By Mike Reynolds

Over decades the Hollywood Foreign Press Association (HFPA) has exerted incredible power, especially when it comes to other awards. Comments from Yahoo news stories about the HFPA, for example, go as far back as 2016, and include such observations as “The Golden Globes can influence the Oscars by giving lesser-known films more recognition and Oscar buzz” and “Plenty of Oscar-nominated actors and films won Golden Globes.”

The sad fact about the HFPA and its awards is that they do indeed have an influence on the movie and TV industry’s other awards. At one time many of the older TV and Film Academy voting members didn’t (or weren’t able to) get out and see movies, or simply couldn’t keep up with all the TV contenders, but when their voting papers came in the mail, they used the Globe nominations to dictate their ballot votes, with maybe a few other marks going to friends who had a movie or TV show out that year. This made it easier to vote and seem in touch with the present day. Studios and networks caught on and preyed on that powerful Globe factor. That scenario didn’t change much, even upon the arrival of VHS tapes and DVD screeners.

At the moment, it appears that the HFPA may not be able to assist Oscar and Emmy voters next year.

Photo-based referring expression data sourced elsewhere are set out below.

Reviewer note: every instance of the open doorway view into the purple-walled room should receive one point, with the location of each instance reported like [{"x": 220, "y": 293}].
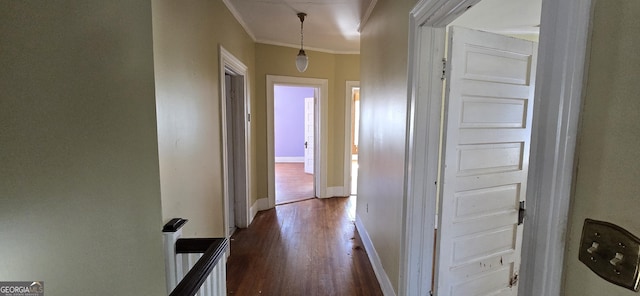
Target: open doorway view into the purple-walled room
[{"x": 294, "y": 130}]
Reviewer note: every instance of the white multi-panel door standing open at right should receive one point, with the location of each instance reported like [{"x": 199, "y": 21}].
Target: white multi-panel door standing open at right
[{"x": 489, "y": 105}]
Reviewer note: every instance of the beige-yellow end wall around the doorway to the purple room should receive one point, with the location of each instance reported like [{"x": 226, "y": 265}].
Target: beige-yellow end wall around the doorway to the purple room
[{"x": 337, "y": 68}]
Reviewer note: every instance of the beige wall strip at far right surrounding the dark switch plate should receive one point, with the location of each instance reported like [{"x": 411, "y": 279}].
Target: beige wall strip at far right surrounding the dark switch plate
[{"x": 606, "y": 183}]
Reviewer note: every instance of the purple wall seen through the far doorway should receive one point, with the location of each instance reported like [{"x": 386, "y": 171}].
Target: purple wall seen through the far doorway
[{"x": 289, "y": 120}]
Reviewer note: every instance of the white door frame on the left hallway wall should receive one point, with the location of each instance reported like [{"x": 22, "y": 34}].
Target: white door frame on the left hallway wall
[{"x": 229, "y": 63}]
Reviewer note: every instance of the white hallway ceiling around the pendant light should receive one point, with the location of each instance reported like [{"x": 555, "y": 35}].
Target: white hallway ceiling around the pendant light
[{"x": 330, "y": 25}]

Turmoil abounds, with NBC refusing to air the proposed 78th annual Golden Globe Awards ceremony until the group has met the terms set by the network and Hollywood publicists to reform and update their rules and regulations.

Should the HFPA fail to do so, celebrities won’t turn up, nor would any PR people, leaving the 80-plus members and their guests with insufficient numbers to fill the Beverly Hills Hilton Hotel ballroom, home venue to the awards. One would expect there would be a vacancy that evening.

The L.A.-based Critics Choice Association (formerly the Broadcast Film Critics Association, or BFCA) approached the Beverly Hills Hilton to hold its annual Critics Choice Awards (CCA) telecast there (instead of at its usual venue in Santa Monica), but the HFPA is up in arms and refusing to let them take the, as of now, vacant spot. I’ve been told that the HFPA has paid for its usual Awards night booking and is adamant about not relinquishing the space to the CCA.

While the HFPA is being “not so kind” to the Critics organization, its members had better watch out. I’m told that some of the HFPA’s legitimate members have already jumped ship and many are now members of a newly introduced international arm of the CCA/BFCA. The group is also welcoming qualified journalists previously denied membership to the HFPA, as well as other international entertainment journalists. Add these moves to the CCA’s proposal of initiating a global awards event and this further diminishes any power or influence left to the HFPA.